В этом ожидании есть какая-то мудрость и, пожалуй, духовное здоровье, хотя кажется, что это разврат безделья и упования на русский «авось». Слуги у Гоголя, конечно, не чистые крестьяне, это дворовые, тот особый слой в русском крестьянстве и народе, который успел уже развратиться своей близостью к господам, ожесточиться, видя блага, которые имеют господа и которых нет у них, но они еще сохраняют первородный юмор народа и его иронию не только по отношению к тем, кто стоит над ними, но и по отношению к жизни вообще.

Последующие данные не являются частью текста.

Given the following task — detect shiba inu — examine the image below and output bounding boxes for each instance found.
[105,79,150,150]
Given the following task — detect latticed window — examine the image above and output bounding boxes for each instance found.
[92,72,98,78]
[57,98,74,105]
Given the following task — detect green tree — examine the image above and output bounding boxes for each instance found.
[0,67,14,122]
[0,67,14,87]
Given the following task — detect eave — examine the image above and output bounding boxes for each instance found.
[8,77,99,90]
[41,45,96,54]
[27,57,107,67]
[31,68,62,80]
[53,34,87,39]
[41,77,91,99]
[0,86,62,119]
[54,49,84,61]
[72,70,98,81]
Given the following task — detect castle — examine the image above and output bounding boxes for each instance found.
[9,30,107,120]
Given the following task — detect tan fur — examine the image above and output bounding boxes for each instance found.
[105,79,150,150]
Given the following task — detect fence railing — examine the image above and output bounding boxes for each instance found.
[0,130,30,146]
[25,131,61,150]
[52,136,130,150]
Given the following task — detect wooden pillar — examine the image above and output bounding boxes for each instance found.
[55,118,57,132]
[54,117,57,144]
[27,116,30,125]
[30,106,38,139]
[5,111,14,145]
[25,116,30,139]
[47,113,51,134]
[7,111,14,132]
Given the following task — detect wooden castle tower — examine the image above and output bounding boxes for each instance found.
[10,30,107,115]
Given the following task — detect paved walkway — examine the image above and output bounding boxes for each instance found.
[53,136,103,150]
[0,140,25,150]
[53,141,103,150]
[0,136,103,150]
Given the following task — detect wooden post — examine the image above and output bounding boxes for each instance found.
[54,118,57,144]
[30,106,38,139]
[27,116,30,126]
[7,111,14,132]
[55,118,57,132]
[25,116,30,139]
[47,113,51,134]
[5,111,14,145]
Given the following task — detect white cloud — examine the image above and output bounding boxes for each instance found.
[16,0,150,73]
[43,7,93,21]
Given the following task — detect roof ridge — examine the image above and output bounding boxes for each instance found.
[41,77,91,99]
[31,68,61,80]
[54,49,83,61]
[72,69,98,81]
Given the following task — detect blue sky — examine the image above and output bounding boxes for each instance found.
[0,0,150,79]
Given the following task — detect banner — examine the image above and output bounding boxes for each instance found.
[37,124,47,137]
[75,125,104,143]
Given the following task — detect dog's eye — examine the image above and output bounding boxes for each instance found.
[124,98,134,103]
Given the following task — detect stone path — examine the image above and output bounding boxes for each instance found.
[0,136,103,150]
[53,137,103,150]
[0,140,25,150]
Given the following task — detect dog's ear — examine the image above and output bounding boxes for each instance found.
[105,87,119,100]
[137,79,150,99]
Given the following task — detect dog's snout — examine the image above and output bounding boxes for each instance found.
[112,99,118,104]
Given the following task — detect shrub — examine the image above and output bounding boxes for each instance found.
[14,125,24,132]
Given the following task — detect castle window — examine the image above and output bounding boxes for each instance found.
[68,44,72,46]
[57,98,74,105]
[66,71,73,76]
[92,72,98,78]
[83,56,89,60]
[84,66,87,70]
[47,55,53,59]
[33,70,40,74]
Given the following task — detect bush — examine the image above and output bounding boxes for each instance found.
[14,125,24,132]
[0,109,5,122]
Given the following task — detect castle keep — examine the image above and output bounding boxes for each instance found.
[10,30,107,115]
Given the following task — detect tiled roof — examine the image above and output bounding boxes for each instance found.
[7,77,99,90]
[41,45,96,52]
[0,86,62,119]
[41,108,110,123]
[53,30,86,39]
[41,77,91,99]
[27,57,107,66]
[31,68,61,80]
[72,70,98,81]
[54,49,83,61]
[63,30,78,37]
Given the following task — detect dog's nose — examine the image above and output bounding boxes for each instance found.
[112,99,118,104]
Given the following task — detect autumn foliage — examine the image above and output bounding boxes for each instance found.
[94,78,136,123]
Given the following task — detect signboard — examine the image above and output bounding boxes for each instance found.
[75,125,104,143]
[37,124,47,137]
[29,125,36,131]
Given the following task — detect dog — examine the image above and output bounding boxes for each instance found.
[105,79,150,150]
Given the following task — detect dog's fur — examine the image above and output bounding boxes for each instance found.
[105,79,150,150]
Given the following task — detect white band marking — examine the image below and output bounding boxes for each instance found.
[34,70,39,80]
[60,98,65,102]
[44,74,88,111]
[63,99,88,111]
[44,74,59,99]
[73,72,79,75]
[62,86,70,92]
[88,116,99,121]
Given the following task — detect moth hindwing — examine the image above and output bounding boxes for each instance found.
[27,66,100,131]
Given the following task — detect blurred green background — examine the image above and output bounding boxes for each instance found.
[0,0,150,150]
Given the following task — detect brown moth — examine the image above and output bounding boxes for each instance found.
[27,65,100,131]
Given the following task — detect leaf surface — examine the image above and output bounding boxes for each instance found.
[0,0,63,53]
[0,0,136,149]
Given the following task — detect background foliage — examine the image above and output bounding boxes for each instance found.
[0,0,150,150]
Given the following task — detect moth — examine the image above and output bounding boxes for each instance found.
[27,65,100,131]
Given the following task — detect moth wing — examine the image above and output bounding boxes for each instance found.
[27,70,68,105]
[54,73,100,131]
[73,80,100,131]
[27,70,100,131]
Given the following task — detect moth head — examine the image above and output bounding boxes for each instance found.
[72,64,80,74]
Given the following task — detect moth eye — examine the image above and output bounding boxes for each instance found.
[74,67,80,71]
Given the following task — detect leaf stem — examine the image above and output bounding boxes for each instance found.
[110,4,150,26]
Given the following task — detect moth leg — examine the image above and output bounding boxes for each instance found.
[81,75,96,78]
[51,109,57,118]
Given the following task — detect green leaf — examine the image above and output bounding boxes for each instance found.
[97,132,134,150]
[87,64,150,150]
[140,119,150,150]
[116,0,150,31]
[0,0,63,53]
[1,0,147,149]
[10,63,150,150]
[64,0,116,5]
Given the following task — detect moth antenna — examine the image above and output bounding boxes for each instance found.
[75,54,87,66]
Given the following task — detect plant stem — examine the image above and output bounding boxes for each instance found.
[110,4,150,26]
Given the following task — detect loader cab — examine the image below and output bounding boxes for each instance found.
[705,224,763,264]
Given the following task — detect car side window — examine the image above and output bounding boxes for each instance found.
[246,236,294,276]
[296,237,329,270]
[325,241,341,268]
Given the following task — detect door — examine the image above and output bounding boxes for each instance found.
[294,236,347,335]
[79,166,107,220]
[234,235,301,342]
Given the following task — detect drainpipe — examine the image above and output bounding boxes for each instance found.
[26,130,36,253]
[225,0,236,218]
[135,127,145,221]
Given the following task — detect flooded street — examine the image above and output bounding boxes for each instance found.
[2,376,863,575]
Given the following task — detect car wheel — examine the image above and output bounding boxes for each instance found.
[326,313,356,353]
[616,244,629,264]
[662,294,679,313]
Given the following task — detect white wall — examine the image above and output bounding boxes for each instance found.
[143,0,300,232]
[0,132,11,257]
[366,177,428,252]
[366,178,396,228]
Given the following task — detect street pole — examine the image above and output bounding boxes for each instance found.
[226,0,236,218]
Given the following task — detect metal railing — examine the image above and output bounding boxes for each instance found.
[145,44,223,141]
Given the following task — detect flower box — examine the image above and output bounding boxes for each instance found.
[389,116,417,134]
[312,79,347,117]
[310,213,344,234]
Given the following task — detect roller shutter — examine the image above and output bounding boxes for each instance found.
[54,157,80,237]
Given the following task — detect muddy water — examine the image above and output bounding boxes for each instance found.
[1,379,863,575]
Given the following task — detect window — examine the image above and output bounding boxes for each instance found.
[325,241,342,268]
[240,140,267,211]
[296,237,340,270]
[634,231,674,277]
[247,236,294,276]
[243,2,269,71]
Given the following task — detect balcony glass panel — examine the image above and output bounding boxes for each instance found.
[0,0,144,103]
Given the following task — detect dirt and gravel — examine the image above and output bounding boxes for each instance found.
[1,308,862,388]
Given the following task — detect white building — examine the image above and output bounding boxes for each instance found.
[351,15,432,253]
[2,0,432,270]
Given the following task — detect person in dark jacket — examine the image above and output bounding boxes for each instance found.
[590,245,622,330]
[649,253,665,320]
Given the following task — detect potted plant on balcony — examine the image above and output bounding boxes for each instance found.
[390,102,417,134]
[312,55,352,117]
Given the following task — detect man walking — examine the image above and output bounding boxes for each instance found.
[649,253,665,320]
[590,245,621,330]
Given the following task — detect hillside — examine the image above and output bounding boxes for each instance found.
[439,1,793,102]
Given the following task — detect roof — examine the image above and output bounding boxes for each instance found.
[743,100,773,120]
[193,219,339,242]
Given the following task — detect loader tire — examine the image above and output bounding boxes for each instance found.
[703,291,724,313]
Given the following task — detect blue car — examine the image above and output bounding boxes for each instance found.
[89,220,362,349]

Если перейти от слуг к мужикам, которых редкими штрихами набросал в своих книгах Гоголь, то мужики у него тоже зрители действий господ, зрители по большей части иронические. Таков мужик, который отвечает Чичикову, как доехать до Плюшкина (которого он называет «заплатанной»), мужики, разнимающие сцепившиеся тройки Чичикова и губернаторской дочки, мужики, бредущие обочь дороги, по коей путешествует герой «Мертвых душ», мужики, стоящие у въезда в гостиницу и рассуждающие о достоинствах чичиковского колеса (в смысле – доедет оно до Казани или нет).

И лишь в Селифане (который не так развращен, как Петрушка) просыпается иногда лирическое чувство, и Гоголь отправляет его теплым летним вечером на свидание к городским девкам, и тот мечтает о «политичном держанье за белы ручки» и семейном счастии.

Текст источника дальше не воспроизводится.